Monuments in St John in the Square, Wolverhampton

Nave of St John in the Square, Wolverhampton.

St John's in the Square, Wolverhampton is a lofty church of the late 18th Century with an imposing spire sited just within the central precinct of Wolverhampton. St John’s is a bright church inside, with thin pillars at gallery height above thick square ones below, and a nicely domed ceiling. I think it would be this ceiling and the sense of proportion which would impress the visitor, rather than the monuments, which are rather few and rather plain, but they do have some interest, in that several are by the stone masons called Wilmot of Wolverhampton.
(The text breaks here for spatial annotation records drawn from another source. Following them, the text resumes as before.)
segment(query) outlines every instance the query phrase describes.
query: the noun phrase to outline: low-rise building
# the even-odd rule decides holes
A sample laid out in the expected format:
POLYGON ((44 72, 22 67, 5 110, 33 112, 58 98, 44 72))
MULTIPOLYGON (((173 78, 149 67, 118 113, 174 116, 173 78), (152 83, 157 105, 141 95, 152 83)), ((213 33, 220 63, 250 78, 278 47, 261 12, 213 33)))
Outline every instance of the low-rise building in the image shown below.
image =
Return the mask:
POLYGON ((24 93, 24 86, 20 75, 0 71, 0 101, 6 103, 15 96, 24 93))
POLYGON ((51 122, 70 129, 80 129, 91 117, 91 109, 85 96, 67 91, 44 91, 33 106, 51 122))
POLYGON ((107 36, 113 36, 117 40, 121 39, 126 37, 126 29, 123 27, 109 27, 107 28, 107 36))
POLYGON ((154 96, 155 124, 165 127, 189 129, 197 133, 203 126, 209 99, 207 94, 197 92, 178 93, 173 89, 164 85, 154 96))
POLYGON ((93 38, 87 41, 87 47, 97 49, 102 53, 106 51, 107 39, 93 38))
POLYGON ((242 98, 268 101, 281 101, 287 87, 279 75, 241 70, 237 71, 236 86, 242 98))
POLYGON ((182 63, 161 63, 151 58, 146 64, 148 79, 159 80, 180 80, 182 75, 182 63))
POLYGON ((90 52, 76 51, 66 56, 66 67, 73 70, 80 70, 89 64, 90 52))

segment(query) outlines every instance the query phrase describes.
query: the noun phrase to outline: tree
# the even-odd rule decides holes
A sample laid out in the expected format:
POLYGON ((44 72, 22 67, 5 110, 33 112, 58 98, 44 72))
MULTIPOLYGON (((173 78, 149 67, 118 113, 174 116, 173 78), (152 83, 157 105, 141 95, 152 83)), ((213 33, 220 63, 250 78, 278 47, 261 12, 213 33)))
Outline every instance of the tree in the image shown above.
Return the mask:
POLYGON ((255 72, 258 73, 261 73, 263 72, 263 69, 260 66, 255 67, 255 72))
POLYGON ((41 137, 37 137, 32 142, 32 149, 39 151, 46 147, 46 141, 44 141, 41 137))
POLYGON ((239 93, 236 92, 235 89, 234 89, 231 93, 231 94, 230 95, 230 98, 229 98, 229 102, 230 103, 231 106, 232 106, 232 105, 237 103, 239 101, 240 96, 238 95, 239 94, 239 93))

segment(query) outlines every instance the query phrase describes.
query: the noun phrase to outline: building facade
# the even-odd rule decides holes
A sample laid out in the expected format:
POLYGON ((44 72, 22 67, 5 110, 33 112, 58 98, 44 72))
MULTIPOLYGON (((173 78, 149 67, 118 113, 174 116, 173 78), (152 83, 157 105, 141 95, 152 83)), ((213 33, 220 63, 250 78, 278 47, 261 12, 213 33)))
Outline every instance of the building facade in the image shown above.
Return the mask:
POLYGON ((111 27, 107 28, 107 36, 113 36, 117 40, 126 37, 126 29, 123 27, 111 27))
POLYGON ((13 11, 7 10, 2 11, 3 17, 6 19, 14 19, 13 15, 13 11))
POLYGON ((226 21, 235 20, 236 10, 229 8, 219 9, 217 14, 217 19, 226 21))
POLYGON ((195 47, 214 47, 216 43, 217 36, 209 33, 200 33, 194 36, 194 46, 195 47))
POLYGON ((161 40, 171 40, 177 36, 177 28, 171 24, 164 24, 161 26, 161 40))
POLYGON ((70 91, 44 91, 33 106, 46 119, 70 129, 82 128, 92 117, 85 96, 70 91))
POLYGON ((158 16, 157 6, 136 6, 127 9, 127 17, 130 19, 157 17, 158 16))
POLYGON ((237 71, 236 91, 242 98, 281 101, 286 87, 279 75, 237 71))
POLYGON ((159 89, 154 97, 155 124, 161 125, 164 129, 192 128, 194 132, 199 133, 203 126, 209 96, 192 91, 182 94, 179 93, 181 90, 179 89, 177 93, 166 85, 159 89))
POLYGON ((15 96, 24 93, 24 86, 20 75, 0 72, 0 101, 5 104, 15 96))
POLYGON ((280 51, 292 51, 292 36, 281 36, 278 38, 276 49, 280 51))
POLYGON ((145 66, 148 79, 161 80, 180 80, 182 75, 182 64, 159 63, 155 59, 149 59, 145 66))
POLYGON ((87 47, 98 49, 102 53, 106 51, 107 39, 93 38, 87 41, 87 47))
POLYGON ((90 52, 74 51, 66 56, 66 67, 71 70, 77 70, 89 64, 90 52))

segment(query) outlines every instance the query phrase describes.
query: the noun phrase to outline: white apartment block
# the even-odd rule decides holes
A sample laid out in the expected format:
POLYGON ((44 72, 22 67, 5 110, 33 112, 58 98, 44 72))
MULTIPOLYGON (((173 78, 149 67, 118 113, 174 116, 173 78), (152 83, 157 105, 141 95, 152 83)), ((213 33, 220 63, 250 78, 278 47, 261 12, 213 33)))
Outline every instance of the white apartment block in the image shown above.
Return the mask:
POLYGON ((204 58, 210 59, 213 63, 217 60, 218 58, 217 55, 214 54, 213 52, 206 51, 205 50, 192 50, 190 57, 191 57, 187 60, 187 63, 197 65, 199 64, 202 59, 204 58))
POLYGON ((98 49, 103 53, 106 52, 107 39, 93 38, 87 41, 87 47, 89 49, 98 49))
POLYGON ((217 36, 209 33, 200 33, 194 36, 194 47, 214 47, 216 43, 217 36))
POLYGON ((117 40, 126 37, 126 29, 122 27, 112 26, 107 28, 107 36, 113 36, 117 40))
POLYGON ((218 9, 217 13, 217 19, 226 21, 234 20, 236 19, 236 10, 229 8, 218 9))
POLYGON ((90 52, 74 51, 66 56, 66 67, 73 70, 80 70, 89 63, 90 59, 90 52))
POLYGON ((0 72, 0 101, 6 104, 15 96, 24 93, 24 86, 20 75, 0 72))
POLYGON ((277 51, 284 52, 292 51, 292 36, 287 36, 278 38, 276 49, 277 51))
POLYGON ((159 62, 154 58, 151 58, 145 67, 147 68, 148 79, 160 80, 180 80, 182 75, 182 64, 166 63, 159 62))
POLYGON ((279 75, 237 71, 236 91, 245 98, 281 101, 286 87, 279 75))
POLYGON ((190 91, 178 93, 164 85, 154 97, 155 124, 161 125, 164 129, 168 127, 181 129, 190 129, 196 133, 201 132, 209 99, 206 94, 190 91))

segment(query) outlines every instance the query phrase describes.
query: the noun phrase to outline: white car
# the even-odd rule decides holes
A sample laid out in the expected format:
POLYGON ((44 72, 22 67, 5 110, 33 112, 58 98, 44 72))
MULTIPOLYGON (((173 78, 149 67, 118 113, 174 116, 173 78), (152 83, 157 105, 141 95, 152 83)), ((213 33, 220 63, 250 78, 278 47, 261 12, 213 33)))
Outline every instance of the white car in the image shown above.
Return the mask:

There were a number of Wilmots, producing rather simple plaques of the white marble on a black backing type, but it is always worth seeing the work of local sculptors to a church, and they are noted below.

Henry Wood, d.1815, by Wilmot of Wolverhampton.

Lovatt monument by Gaffin of Regent Street, with upturned torches.

There is one 18th Century brass, as a long strip with tho lines of text, commemorating William Dagget, Robert Hicks and George Haltham, 1706, with lightly sculpted decoration of stylised flowers, and a tiny panel with bells.

As well, there are several more modern brass panel monuments, of the popular variety with red capital letters, black-letter text, and coloured line borders with some small ornament at the corners. That to Helen Riley, d.1900 is typical, and signed though I could not read it. William Allen’s plate is similar, with a long inscription to the rest of the family, and more decoration on side pilasters and a lightly inscribed pediment. That to Arthur Price, d.1916, Lieutenant in HM Regiment of Shropshire Light Infantry, without colour, but low relief carving of an arch with Corinthian side pilasters and frondy spandrel decoration, on a red and black granite backing. The brass to William Leslie Astle, d.1915, is in a different style, more Arts and Crafts, with attractive lettering.

Stained glass picture of a girl playing the triangle, and two renderings of sheep.